In Washington, D.C., the 16th Amendment is fully operational but NOT within the states of the Union. The constitution can, and is, ignored by Congress within its own exclusive but limited Jurisdiction.
So, the Jurisdiction for the application of the Federal Income Tax, as expressed by former POTUS Taft and the Congress that passed the 16th Amendment, is ONLY the District of Columbia.
However, American Nationals who do not understand the differences in these two Jurisdictions have annually been conditioned ‘sub silentio’ (without notice being taken) into making an ‘election’ to have their earnings treated like that of a statutory U.S. Resident Alien [as found at 26 USC §6013(g) or (h)]. Thus, American Nationals became ‘Taxpayers’ for the Federal Income Tax by filing a tax return of any of the variants of Form 1040.

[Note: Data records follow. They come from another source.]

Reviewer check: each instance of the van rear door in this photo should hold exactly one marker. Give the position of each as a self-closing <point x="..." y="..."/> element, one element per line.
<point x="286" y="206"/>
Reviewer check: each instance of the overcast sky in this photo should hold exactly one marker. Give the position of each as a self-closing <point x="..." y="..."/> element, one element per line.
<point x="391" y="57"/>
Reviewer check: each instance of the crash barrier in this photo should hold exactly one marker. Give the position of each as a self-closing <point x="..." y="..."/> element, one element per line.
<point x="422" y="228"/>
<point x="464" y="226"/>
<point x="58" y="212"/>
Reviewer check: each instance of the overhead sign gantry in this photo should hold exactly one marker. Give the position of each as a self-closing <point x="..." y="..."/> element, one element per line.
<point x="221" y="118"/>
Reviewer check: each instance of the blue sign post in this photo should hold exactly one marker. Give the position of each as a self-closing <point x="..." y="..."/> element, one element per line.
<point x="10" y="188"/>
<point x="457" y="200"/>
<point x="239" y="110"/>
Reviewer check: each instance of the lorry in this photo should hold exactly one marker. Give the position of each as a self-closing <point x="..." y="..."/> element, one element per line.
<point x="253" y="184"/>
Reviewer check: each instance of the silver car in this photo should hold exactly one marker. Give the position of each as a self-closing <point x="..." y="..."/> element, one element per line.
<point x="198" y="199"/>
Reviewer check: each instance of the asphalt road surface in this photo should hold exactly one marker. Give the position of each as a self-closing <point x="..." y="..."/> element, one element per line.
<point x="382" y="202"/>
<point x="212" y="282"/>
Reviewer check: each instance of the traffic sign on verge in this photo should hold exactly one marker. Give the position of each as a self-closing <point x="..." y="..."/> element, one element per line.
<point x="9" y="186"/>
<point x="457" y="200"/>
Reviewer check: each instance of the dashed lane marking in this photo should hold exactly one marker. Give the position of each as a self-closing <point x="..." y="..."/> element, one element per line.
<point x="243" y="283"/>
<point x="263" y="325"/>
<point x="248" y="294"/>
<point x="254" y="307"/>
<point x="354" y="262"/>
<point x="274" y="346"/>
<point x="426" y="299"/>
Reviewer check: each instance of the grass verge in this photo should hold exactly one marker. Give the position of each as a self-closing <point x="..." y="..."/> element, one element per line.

Thus, American Nationals have annually filed a tax return, only applicable within the limited and exclusive Jurisdiction of the National Government, when there is no lawful or constitutional requirement for them to do so. They have, in essence, ‘gifted or bequeathed’ their money “to and for the use of the United States.” Which is to say they ‘voluntarily’ donated their money and self-imposed the liability and submitted their former status to the Jurisdiction of the National Government.
If all American Nationals ‘volunteer into federal jurisdiction’, who is left for the Constitution to protect?
Under the 13th Amendment, those American Nationals, who did not work for the National Government in any capacity, voluntarily entered into servitude to the National Government by filing a tax return. They made the choice to become subservient and subjected themselves to the ‘geographical and legislative’ jurisdiction of the National Government. Their decision was not illegal, but more than likely they did so without prior knowledge of the facts regarding the distinctions of federal Jurisdiction and the taxation ramifications of the jurisdiction of the National Government.
Understanding that two Jurisdictions exist in America is crucial in making a personal decision. Once anyone submits to the exclusive jurisdiction of the National Government, by making a tax return, they are indeed liable and must wait until another year passes to decide to continue that servitude or not.
In conclusion, there are 2 separate and distinct JURISDICTIONS in America. The laws for each Jurisdiction are very different. American Nationals are free moral agents and must choose for themselves which Jurisdiction they want to ‘associate’ with voluntarily and without compulsion.